Self prescribed types of antibiotics should be limited to the lower grades only. If they don’t work then yes the patient should have to then go to nurse practitioner option. If things progress more, then more expensive doctor option. Hard controls on the pharmacy and drug dose strength potency must be in place that include stiff penalties because some will look to abuse the new system by putting out weak strain antibiotics to force most to upgrade and then talk about the failure of the new system. This risk of set up for failure would drive up meds profits and put power back into the hands of the doctors, so extreme care would be needed in long term project execution and quality oversight.
LRC
You truly are an optimist.
There is more to the medical problem in this country than the Healthcare Reform Bill addresses.
Many hospitals have posted in the hospital rooms such nuch words about patient care and their rights at their hospital. But, it comes down to words, instead of deeds.
Waiting until 2014 for this healthcare, allows years of hiatus with little to nothing being done to change the pathetic healthcare system in this country.
It may be true that the US spends more than any other country on healthcare, but that doesn't translate into better healthcare. I just means like everything else financial in this country, it is poorly run.
I have written several hubs on my position, but to give an overview on it, start at the FDA, Health Insurance Companies, Medicare, Hospitals, Doctors, Medical personell, AMA and more need to be changed to support the patients.
The last real medical cure was the Salk Vaccine for Polio in the 1950s. Today, there are just life time and expensive "Treatments", and not cures.
my opinion....
LRC
You have some points here, and it is good to know that you are really looking at the bird in the hand even though you would have chosen a better bird.

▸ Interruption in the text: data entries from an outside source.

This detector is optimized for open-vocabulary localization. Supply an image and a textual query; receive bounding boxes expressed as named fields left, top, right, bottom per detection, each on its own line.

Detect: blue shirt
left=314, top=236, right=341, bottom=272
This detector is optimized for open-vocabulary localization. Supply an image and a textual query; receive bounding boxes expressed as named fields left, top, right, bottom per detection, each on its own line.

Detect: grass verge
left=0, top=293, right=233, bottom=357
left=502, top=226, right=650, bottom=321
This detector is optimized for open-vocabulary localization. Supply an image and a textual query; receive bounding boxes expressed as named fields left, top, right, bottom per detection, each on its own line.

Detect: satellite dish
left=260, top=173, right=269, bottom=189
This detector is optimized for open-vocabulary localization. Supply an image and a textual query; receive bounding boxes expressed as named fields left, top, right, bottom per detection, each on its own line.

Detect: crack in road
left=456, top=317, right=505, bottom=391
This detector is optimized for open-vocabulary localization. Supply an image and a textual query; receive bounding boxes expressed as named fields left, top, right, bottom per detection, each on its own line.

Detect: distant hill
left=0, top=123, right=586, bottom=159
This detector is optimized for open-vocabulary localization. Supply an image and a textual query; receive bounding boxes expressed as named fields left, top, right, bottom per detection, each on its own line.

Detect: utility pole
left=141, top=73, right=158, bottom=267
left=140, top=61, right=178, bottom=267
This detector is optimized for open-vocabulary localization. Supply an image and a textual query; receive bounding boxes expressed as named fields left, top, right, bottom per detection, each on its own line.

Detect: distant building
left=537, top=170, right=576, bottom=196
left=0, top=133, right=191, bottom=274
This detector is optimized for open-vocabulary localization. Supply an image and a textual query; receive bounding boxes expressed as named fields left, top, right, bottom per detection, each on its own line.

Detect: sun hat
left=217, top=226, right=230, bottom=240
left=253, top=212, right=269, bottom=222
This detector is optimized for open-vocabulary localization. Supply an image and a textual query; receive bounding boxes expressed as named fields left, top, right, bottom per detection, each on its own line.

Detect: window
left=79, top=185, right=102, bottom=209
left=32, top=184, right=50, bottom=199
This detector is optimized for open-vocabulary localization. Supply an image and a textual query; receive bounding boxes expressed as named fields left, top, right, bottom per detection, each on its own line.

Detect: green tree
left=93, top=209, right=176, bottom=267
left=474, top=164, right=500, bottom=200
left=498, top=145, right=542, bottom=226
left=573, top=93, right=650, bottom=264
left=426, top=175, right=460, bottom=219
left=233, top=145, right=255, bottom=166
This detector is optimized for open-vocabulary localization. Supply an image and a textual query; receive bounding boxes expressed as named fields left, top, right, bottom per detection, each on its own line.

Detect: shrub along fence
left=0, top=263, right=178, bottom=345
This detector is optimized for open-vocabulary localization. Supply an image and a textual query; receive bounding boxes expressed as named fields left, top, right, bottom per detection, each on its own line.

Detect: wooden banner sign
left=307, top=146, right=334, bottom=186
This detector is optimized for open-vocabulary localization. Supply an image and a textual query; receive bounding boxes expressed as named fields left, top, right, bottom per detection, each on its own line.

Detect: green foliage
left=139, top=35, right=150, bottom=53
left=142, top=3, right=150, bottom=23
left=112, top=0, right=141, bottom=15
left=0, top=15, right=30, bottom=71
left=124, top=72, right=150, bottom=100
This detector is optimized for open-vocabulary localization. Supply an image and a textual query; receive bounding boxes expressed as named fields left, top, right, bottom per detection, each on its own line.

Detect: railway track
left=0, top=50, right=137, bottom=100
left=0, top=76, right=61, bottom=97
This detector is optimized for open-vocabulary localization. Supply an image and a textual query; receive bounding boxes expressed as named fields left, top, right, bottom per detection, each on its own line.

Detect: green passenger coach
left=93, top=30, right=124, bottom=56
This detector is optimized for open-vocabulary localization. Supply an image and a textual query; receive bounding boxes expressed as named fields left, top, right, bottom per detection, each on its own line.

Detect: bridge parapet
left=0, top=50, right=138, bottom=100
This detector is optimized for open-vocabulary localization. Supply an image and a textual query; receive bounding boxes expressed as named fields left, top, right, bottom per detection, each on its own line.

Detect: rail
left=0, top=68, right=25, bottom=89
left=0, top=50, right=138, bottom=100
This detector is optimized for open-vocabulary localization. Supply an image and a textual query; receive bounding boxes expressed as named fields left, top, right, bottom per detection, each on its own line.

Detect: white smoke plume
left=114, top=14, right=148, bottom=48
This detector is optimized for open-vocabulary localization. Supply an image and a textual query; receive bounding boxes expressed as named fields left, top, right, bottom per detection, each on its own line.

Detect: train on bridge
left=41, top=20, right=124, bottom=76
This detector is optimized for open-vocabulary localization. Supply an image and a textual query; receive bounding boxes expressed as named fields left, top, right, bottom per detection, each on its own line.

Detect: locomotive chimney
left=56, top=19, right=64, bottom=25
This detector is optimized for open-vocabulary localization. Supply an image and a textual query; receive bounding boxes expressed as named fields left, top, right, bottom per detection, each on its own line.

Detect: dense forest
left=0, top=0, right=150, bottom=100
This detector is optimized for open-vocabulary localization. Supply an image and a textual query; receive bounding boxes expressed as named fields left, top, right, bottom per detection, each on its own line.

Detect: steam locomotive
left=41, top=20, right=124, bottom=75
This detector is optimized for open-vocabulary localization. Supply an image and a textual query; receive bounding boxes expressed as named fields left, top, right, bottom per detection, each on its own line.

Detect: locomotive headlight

It is interesting that the government chose not to be tested on the HRC until well into the next term.
Thanks














HSchneider Level 6 Commenter 22 months ago
Great Hub LRC. It is about time this Patient Bill of Rights section was passed. We've also needed the entire Health Care Bill but this part was a no-brainer. The health insurance companies have been allowed to do whatever they want in rationing care to their policy holders with impunity. This bill is a great start though I do not understand why we need them as intermediaries for our healthcare. They simply ramp up rates. Hopefully this bill will be improved upon as time goes by and people see how good it is for everyone.